The U.S. Geological Survey (USGS) has released its assessment of potential undiscovered oil and gas formations in Wyoming as well as parts of southern Montana and western South Dakota and Nebraska. The USGS found the areas contain technically recoverable resources of 47 MMbbl of oil and 876 Bcf of natural gas.

Since exploration began in the area in the 1920s, the upper Paleozoic reservoirs of the Wind River, Bighorn and Powder River basins have produced 4 Bbbl of oil—about the same amount the U.S. consumes in six months at the current rate of consumption, USGS said.

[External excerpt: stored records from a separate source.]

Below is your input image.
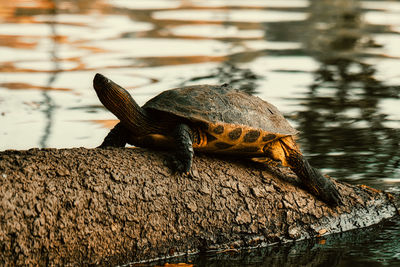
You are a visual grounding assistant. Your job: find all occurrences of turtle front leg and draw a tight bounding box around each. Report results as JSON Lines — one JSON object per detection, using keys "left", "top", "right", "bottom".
{"left": 172, "top": 124, "right": 194, "bottom": 174}
{"left": 99, "top": 122, "right": 128, "bottom": 147}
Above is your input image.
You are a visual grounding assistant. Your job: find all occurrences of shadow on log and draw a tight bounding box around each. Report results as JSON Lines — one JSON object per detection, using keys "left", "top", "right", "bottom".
{"left": 0, "top": 147, "right": 398, "bottom": 265}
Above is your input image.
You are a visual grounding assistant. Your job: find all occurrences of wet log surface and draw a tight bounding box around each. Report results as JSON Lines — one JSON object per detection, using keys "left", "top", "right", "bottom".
{"left": 0, "top": 147, "right": 398, "bottom": 265}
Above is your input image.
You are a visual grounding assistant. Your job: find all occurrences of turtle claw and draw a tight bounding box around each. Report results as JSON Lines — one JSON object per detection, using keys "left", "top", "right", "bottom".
{"left": 170, "top": 155, "right": 192, "bottom": 175}
{"left": 320, "top": 181, "right": 343, "bottom": 207}
{"left": 305, "top": 172, "right": 344, "bottom": 207}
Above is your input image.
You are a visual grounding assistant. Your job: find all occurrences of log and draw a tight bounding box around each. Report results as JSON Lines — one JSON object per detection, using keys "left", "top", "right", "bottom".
{"left": 0, "top": 147, "right": 398, "bottom": 265}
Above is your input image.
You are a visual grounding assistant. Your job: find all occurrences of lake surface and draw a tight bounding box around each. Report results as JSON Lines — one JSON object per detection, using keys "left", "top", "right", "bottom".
{"left": 0, "top": 0, "right": 399, "bottom": 266}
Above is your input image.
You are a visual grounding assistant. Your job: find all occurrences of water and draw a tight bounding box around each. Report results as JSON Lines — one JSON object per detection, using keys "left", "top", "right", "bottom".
{"left": 155, "top": 218, "right": 400, "bottom": 267}
{"left": 0, "top": 0, "right": 399, "bottom": 265}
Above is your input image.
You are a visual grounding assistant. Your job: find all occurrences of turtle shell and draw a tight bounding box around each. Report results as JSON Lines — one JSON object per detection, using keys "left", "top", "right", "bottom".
{"left": 142, "top": 84, "right": 297, "bottom": 137}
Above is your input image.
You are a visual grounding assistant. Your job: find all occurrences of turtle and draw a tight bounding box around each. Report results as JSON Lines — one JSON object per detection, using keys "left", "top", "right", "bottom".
{"left": 93, "top": 73, "right": 342, "bottom": 206}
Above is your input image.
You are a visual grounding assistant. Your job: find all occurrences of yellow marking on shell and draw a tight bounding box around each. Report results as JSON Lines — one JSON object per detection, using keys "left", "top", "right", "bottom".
{"left": 194, "top": 122, "right": 288, "bottom": 156}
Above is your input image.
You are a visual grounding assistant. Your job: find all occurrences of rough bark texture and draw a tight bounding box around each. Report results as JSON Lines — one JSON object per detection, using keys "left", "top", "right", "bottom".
{"left": 0, "top": 147, "right": 398, "bottom": 266}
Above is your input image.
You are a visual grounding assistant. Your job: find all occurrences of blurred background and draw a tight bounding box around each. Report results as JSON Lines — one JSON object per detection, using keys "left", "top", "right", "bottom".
{"left": 0, "top": 0, "right": 399, "bottom": 265}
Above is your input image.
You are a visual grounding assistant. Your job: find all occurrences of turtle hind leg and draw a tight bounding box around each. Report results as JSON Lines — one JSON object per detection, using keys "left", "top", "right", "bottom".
{"left": 264, "top": 137, "right": 343, "bottom": 206}
{"left": 287, "top": 150, "right": 343, "bottom": 206}
{"left": 278, "top": 138, "right": 343, "bottom": 206}
{"left": 171, "top": 124, "right": 194, "bottom": 174}
{"left": 99, "top": 122, "right": 128, "bottom": 148}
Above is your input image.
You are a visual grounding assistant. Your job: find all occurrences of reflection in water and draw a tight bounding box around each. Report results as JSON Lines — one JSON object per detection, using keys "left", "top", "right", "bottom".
{"left": 149, "top": 218, "right": 400, "bottom": 267}
{"left": 298, "top": 0, "right": 400, "bottom": 180}
{"left": 180, "top": 17, "right": 263, "bottom": 94}
{"left": 40, "top": 0, "right": 58, "bottom": 148}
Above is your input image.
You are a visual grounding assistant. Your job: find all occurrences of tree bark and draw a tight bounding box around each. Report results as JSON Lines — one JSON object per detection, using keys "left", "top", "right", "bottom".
{"left": 0, "top": 147, "right": 398, "bottom": 265}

“USGS energy assessments typically focus on undiscovered resources—areas where science tells us there may be a resource that industry hasn’t discovered yet. In this case, after a century of production, the upper Paleozoic reservoirs of the Wind River, Bighorn and Powder River basins have little remaining undiscovered oil,” said Sarah Ryker, acting director of the USGS.

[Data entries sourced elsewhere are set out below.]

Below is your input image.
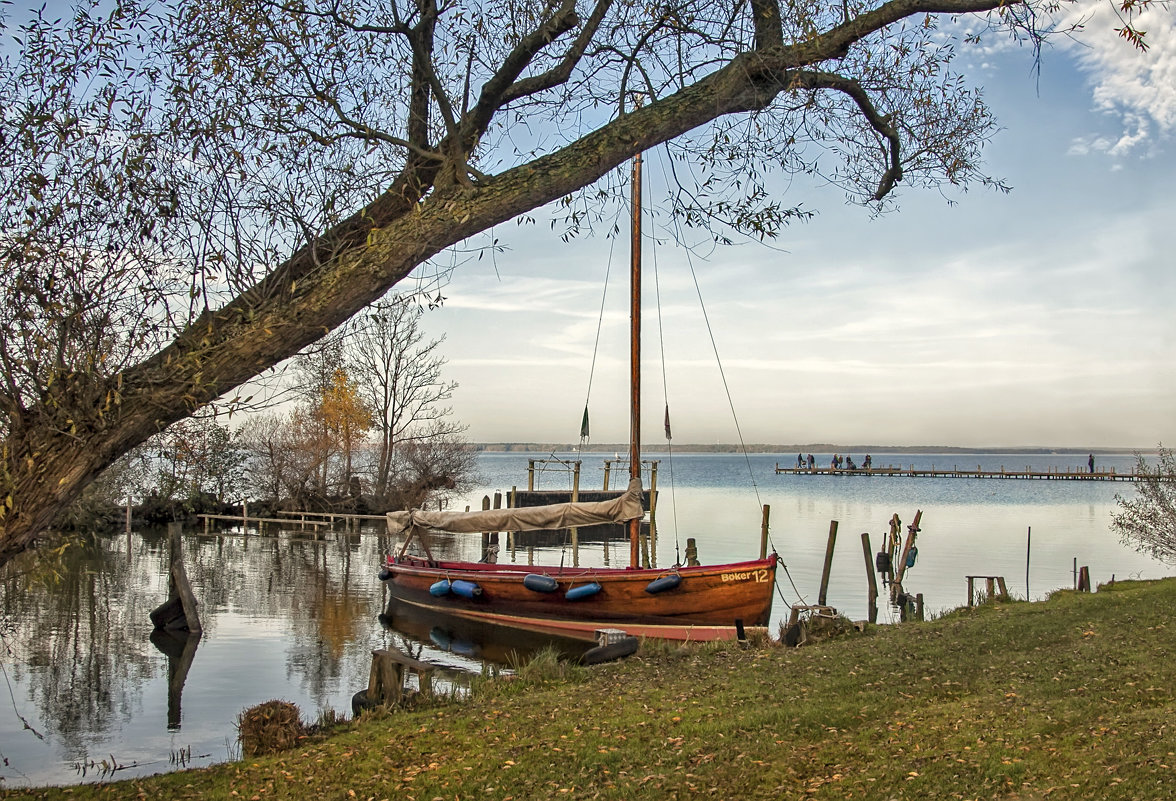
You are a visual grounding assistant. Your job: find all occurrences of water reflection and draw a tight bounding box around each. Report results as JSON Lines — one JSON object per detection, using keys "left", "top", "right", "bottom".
{"left": 0, "top": 526, "right": 405, "bottom": 787}
{"left": 148, "top": 630, "right": 201, "bottom": 730}
{"left": 379, "top": 596, "right": 588, "bottom": 667}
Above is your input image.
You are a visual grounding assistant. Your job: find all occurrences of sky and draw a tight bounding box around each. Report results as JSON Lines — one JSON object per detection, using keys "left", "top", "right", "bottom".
{"left": 415, "top": 4, "right": 1176, "bottom": 449}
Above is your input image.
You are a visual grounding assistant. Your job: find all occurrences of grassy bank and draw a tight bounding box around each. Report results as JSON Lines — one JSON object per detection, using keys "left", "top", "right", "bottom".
{"left": 6, "top": 579, "right": 1176, "bottom": 800}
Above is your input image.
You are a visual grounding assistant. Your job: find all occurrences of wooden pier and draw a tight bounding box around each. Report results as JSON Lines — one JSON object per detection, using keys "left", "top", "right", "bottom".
{"left": 774, "top": 463, "right": 1169, "bottom": 481}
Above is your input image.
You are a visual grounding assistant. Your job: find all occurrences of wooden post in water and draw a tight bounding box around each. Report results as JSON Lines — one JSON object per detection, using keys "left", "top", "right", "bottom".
{"left": 760, "top": 505, "right": 771, "bottom": 560}
{"left": 887, "top": 514, "right": 901, "bottom": 577}
{"left": 685, "top": 537, "right": 699, "bottom": 566}
{"left": 603, "top": 460, "right": 611, "bottom": 491}
{"left": 648, "top": 461, "right": 658, "bottom": 567}
{"left": 818, "top": 520, "right": 838, "bottom": 607}
{"left": 861, "top": 532, "right": 878, "bottom": 624}
{"left": 150, "top": 522, "right": 202, "bottom": 633}
{"left": 481, "top": 495, "right": 491, "bottom": 561}
{"left": 571, "top": 465, "right": 580, "bottom": 567}
{"left": 894, "top": 509, "right": 922, "bottom": 587}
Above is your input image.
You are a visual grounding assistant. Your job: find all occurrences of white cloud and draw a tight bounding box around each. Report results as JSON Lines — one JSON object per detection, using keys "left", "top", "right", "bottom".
{"left": 1056, "top": 2, "right": 1176, "bottom": 145}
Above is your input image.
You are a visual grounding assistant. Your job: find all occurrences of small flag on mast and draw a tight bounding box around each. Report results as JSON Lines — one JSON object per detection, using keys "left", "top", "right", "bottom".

USGS map of wind river, bighorn, powder river basin conventional assessment
(Source: USGS)

The range of assessments produced has changed with the technology available to produce oil.  In 1995, USGS conducted assessments of unconventional, technically recoverable resources. 

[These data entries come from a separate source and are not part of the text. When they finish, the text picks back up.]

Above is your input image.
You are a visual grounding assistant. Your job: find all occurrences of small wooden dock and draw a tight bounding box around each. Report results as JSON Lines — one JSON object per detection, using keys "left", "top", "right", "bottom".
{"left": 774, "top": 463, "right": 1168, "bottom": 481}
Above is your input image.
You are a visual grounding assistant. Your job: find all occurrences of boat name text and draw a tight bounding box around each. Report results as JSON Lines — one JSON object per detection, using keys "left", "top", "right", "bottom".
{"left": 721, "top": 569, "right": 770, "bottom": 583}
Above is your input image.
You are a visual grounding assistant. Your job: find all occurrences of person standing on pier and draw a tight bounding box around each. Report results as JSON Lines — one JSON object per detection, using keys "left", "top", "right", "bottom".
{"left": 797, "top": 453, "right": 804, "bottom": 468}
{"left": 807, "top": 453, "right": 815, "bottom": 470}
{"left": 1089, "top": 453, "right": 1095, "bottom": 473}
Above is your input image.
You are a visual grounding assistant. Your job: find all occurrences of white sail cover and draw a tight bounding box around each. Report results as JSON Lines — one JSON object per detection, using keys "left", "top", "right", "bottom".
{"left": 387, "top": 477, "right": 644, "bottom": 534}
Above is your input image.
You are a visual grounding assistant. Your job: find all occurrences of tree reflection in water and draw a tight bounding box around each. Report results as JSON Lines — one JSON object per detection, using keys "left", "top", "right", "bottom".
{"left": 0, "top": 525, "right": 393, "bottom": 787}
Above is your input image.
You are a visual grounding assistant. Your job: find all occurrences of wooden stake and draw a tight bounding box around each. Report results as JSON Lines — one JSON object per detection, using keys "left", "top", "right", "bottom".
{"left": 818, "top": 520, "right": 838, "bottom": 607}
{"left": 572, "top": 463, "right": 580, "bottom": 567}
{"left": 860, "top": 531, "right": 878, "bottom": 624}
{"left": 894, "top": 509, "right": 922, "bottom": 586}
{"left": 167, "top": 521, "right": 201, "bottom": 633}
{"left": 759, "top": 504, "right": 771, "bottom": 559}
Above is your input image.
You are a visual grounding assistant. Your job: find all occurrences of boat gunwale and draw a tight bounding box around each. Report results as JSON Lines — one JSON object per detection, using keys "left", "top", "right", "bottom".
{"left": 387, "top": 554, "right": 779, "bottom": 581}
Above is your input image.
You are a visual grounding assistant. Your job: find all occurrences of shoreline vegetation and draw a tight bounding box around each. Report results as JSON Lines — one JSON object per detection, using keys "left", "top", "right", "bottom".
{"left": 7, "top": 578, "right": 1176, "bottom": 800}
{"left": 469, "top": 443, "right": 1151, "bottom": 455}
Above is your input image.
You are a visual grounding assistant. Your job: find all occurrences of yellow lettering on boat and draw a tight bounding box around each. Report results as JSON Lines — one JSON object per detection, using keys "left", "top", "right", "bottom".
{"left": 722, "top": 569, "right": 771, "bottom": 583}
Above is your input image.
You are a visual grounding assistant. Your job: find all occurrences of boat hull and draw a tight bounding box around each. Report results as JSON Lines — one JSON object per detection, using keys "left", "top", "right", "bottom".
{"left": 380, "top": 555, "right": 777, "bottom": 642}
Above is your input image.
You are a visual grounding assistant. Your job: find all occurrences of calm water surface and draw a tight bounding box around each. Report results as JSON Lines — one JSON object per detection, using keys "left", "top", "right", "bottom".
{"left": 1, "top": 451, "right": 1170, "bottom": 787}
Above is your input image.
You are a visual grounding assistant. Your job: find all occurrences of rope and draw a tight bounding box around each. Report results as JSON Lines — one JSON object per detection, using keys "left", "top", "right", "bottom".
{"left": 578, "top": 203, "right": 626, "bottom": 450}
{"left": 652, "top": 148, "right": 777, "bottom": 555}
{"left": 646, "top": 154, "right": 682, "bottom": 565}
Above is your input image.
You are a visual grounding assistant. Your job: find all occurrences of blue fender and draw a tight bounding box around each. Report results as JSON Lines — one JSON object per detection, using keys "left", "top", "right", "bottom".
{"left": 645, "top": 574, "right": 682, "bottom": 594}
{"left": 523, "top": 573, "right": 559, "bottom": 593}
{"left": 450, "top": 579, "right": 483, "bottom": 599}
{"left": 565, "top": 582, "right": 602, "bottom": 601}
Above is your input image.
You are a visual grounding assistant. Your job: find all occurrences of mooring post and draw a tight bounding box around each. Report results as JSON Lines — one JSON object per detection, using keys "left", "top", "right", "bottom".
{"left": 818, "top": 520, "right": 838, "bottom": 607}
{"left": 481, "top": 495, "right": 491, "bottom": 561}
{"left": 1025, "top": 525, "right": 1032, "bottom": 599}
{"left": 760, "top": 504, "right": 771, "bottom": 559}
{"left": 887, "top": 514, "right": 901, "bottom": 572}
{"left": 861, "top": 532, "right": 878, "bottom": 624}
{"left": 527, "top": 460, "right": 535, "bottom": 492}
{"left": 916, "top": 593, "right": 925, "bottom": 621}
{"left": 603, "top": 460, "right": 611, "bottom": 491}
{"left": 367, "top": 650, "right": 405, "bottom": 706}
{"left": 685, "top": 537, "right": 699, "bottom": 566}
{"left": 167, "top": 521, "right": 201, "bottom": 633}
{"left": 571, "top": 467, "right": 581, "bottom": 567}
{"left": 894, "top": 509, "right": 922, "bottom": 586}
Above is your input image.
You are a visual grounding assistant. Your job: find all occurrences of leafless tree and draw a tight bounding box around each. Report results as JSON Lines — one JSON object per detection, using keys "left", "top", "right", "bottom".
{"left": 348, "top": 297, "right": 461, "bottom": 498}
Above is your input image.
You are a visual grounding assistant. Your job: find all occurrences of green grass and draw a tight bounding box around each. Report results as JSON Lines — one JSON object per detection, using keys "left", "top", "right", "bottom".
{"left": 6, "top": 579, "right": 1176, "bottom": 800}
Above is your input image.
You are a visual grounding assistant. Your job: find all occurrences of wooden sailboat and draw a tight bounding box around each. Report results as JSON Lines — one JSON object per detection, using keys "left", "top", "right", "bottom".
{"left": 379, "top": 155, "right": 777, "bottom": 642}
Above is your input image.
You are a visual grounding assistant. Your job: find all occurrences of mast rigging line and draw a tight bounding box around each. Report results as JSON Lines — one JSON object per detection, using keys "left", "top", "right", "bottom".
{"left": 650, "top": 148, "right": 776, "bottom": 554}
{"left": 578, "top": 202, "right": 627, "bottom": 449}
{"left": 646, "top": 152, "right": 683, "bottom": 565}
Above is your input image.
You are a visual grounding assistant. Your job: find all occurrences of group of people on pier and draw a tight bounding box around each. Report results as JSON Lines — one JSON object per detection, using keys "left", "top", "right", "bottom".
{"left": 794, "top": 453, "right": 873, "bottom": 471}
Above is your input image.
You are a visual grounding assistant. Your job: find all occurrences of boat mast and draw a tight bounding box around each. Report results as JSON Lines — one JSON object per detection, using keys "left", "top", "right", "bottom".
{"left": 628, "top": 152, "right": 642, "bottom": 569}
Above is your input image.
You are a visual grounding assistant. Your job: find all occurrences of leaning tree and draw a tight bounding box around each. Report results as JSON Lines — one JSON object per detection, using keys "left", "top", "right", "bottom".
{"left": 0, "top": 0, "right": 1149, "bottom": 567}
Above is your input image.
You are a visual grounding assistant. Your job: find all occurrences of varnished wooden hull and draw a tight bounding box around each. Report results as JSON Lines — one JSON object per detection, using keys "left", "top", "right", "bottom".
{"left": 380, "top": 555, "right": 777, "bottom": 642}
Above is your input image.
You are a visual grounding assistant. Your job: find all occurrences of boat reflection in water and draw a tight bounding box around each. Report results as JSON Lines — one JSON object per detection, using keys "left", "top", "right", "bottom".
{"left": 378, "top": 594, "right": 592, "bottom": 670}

“The shift to horizontal drilling with fracking has revolutionized oil production, and we’ve changed with it,” said Christopher Schenk, USGS geologist. He noted that the Bakken Shale deposit in North Dakota had a few hundred vertical wells when the USGS first assessed the area. Today, that number has grown to tens of thousands of wells.

The USGS Energy Resources Program assesses the potential for undiscovered oil and gas resources in priority geologic provinces in the U.S. around the world. Two methodologies are used by the USGS: one for assessing conventional oil and gas resources and one for assessing unconventional (continuous) oil and gas resources, such as shale gas and coalbed gas.